We have presented the outcomes of our proposed models for breast cancer classification using histopathological images at four distinct levels of magnification: 40×, 100×, 200×, and 400×. To assess the performance of these models, we employed confusion matrices, which provide a comparison of the model’s predictions to the actual disease labels. Analyzing the confusion matrices for the proposed pre-trained models with attention mechanisms in breast cancer classification provides valuable insight into their performance. The true positive (TP), true negative (TN), false positive (FP), and false negative (FN) rates provide a comprehensive comprehension of the models’ ability to classify malignant and benign samples accurately. Figure 8 represents confusion matrices across all magnification levels for the proposed models. In this figure, Xception consistently demonstrates higher TP and TN rates than other models evaluated, indicating its superior performance in identifying malignant and benign samples reliably. ResNet50 demonstrates competitive TP and TN rates, indicating its efficacy in classification tasks. VGG16 and MobileNet, on the other hand, have relatively lesser TPR and TNR rates, indicating that their classification performance has room for improvement.

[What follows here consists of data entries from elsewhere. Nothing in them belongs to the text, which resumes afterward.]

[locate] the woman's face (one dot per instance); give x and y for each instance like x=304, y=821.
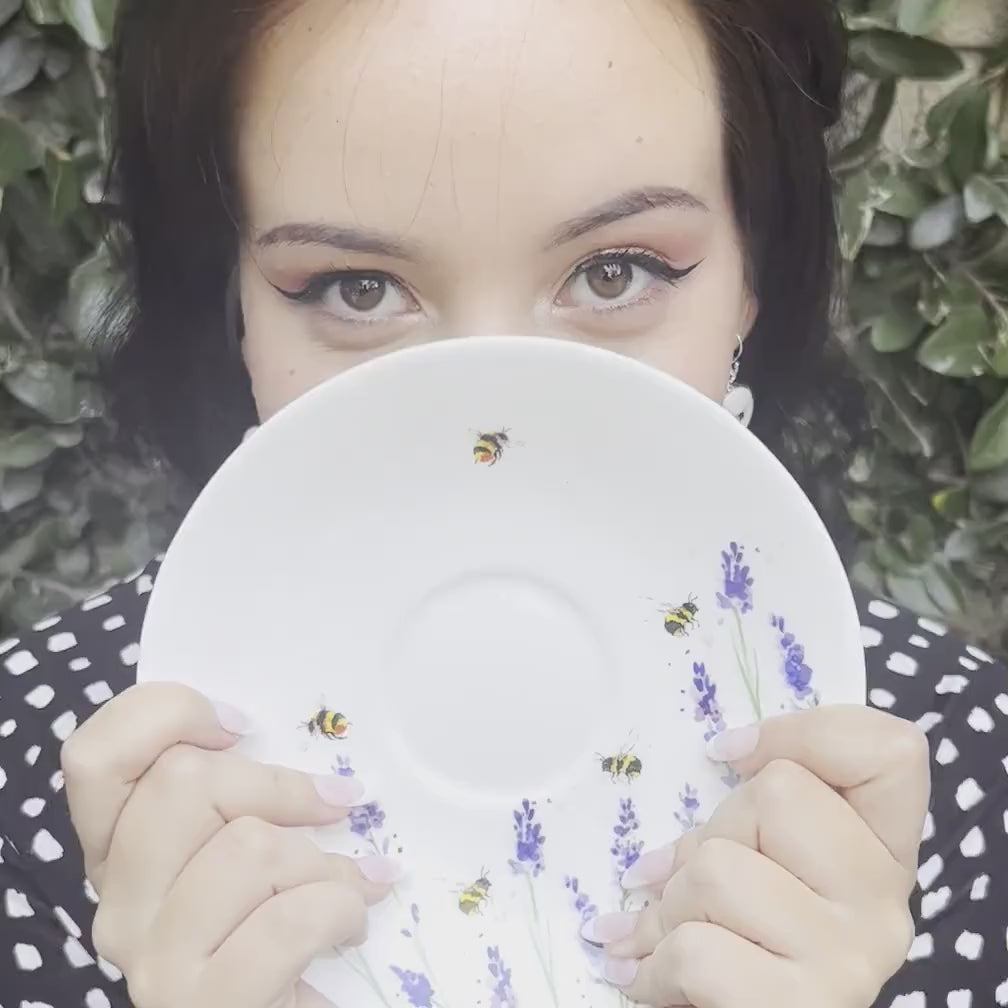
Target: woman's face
x=422, y=169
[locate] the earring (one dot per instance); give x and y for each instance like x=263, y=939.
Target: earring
x=739, y=399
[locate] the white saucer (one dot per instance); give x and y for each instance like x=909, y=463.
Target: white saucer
x=493, y=619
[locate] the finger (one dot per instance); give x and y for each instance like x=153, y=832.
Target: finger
x=705, y=966
x=878, y=762
x=281, y=937
x=105, y=756
x=787, y=813
x=741, y=890
x=243, y=866
x=185, y=797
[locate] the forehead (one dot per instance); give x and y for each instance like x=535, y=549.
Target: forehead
x=492, y=114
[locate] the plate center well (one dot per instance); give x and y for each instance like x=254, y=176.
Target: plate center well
x=496, y=686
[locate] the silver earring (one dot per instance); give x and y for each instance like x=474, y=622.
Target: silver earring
x=739, y=399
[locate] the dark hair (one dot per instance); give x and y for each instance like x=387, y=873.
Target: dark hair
x=178, y=66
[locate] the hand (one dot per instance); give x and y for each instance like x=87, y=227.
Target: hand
x=206, y=900
x=796, y=891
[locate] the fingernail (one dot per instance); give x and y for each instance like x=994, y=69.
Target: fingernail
x=650, y=869
x=344, y=792
x=232, y=720
x=609, y=927
x=735, y=744
x=381, y=871
x=621, y=972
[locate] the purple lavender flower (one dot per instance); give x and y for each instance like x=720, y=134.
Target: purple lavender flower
x=528, y=841
x=415, y=987
x=796, y=674
x=502, y=995
x=738, y=583
x=626, y=844
x=583, y=904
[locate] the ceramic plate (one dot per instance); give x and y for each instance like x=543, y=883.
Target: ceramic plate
x=526, y=580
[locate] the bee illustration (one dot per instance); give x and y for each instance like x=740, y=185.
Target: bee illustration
x=327, y=724
x=474, y=897
x=490, y=447
x=679, y=620
x=624, y=764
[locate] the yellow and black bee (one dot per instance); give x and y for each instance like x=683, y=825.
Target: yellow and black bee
x=624, y=764
x=474, y=897
x=328, y=724
x=679, y=620
x=490, y=447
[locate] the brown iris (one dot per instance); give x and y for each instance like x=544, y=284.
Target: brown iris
x=363, y=293
x=609, y=279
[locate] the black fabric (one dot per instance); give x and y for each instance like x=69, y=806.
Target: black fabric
x=55, y=676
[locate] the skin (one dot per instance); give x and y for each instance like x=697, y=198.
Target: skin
x=473, y=135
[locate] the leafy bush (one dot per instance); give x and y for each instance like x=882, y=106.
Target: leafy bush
x=924, y=236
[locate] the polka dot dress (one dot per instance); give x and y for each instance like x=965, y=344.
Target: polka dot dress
x=53, y=677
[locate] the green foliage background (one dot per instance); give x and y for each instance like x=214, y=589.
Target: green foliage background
x=924, y=235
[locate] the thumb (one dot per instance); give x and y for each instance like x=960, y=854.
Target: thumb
x=879, y=763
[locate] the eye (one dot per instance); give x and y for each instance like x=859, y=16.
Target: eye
x=619, y=278
x=355, y=296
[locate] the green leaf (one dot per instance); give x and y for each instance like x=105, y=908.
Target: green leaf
x=897, y=330
x=989, y=448
x=20, y=152
x=921, y=17
x=94, y=20
x=891, y=53
x=957, y=348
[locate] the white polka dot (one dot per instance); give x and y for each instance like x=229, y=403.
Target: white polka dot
x=76, y=954
x=32, y=806
x=968, y=794
x=952, y=683
x=980, y=720
x=970, y=945
x=882, y=699
x=27, y=957
x=98, y=693
x=59, y=642
x=922, y=948
x=928, y=872
x=870, y=637
x=96, y=998
x=64, y=726
x=40, y=697
x=979, y=888
x=45, y=847
x=16, y=904
x=20, y=662
x=979, y=655
x=932, y=903
x=973, y=844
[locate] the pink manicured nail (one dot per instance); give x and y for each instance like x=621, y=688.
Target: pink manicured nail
x=653, y=868
x=609, y=927
x=232, y=720
x=735, y=744
x=381, y=871
x=344, y=792
x=621, y=972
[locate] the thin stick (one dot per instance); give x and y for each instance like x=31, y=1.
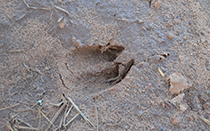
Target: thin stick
x=76, y=107
x=96, y=117
x=25, y=127
x=39, y=113
x=18, y=20
x=56, y=115
x=72, y=119
x=46, y=117
x=59, y=8
x=8, y=107
x=35, y=8
x=66, y=114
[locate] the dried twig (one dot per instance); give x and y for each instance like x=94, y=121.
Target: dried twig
x=8, y=125
x=72, y=119
x=59, y=8
x=25, y=127
x=46, y=117
x=58, y=104
x=76, y=107
x=66, y=113
x=56, y=115
x=35, y=8
x=39, y=113
x=8, y=107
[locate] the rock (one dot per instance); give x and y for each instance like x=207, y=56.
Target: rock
x=178, y=83
x=177, y=100
x=170, y=35
x=183, y=107
x=157, y=4
x=177, y=120
x=169, y=24
x=62, y=23
x=140, y=21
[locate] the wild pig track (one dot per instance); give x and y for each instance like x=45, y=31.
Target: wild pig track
x=94, y=66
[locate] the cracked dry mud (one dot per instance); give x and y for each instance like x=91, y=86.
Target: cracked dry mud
x=113, y=59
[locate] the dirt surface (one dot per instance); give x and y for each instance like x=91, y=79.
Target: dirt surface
x=128, y=65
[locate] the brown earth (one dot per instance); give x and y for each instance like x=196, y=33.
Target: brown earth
x=116, y=60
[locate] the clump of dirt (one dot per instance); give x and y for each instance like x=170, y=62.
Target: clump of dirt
x=94, y=65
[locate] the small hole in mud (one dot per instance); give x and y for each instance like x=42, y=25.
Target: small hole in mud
x=95, y=67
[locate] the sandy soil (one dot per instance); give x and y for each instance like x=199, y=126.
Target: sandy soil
x=128, y=65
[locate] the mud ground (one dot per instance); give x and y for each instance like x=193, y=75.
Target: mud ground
x=113, y=59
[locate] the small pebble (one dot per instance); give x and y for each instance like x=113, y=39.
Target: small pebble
x=170, y=35
x=169, y=23
x=62, y=23
x=178, y=83
x=177, y=120
x=157, y=4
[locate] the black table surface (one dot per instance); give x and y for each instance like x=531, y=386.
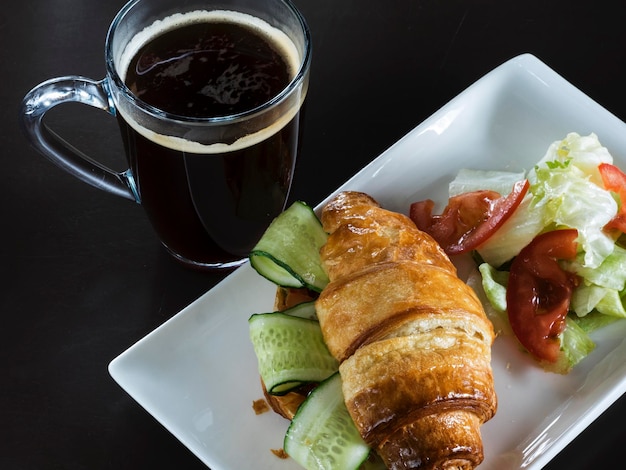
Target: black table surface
x=82, y=275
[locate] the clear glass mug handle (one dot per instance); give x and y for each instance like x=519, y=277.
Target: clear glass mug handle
x=74, y=89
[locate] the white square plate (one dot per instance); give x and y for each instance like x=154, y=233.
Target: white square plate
x=197, y=373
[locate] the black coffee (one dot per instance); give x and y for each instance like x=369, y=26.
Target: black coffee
x=208, y=69
x=205, y=205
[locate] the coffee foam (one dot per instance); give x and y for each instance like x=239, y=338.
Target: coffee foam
x=274, y=35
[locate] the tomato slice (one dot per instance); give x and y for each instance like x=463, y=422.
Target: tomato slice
x=615, y=180
x=469, y=219
x=539, y=292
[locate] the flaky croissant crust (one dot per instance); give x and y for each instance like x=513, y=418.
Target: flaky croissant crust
x=412, y=339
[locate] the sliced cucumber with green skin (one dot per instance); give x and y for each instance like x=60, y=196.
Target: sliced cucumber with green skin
x=322, y=435
x=303, y=310
x=288, y=252
x=290, y=351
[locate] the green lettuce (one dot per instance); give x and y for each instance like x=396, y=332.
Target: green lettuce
x=566, y=191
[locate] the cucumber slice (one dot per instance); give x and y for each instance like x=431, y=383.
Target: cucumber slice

The disorientation matrices are organized into four columns, one for each level of magnification. Column “(a)” indicates a magnification level of 40×, column “(b)” indicates a magnification level of 100×, column “(c)” indicates a magnification level of 200×, and column “(d)” indicates a magnification level of 400×.

These outcomes are consistent with the previous results of our proposed system, in which Xception and ResNet50 outperformed VGG16 and MobileNet in terms of accuracy, precision, recall, and F1-score. Consequently, the analysis of the confusion matrices further validates the superiority of the Xception and ResNet50 models in classifying breast cancer samples accurately.

5. Conclusions

This study investigates the efficacy of pre-trained models with attention mechanisms for breast cancer classification at various magnification levels. Xception, VGG16, ResNet50, MobileNet, and DenseNet121 are evaluated using accuracy, loss rates, precision, recall, and F1-score metrics among macro and weight averages. The obtained results indicate that the choice of magnification level substantially affects classification performance. Different magnification levels resulted in models with varying degrees of accuracy, loss, precision, recall, and F1-score. This is due to differences in image quality, resolution, and the presence of distinct histopathological characteristics at each magnification level. Therefore, it is essential to consider the appropriate magnification level when designing and implementing classification systems for breast cancer. Compared to other models, Xception consistently demonstrated superior performance across most evaluation metrics, including accuracy, precision, recall, and F1-score. ResNet50 and DenseNet121 also performs competitively, whereas VGG16 and MobileNet, produce relatively inferior results. These results highlight the significance of selecting a suitable pre-trained model for breast cancer classification tasks, considering the model’s ability to extract pertinent features and recognize intricate patterns within the histopathological images. The incorporation of attention mechanisms into the models proved advantageous, as this improved the extraction of salient features and the overall classification performance. The attention mechanisms enabled the models to focus on significant regions and emphasize pertinent information, thereby contributing to more precise and robust predictions. This demonstrates the significance of attention mechanisms in deep learning-based medical image analysis and their potential to improve breast cancer detection and diagnosis. This study emphasizes the significance of incorporating magnification levels and attention mechanisms into breast cancer classification models. The findings contribute to the existing corpus of knowledge in the field of medical image analysis and offer valuable insights to breast cancer diagnosis researchers and practitioners. To further improve the performance of breast cancer classification models, additional research is encouraged to investigate other advanced techniques, evaluate larger data sets, and incorporate evaluation metrics.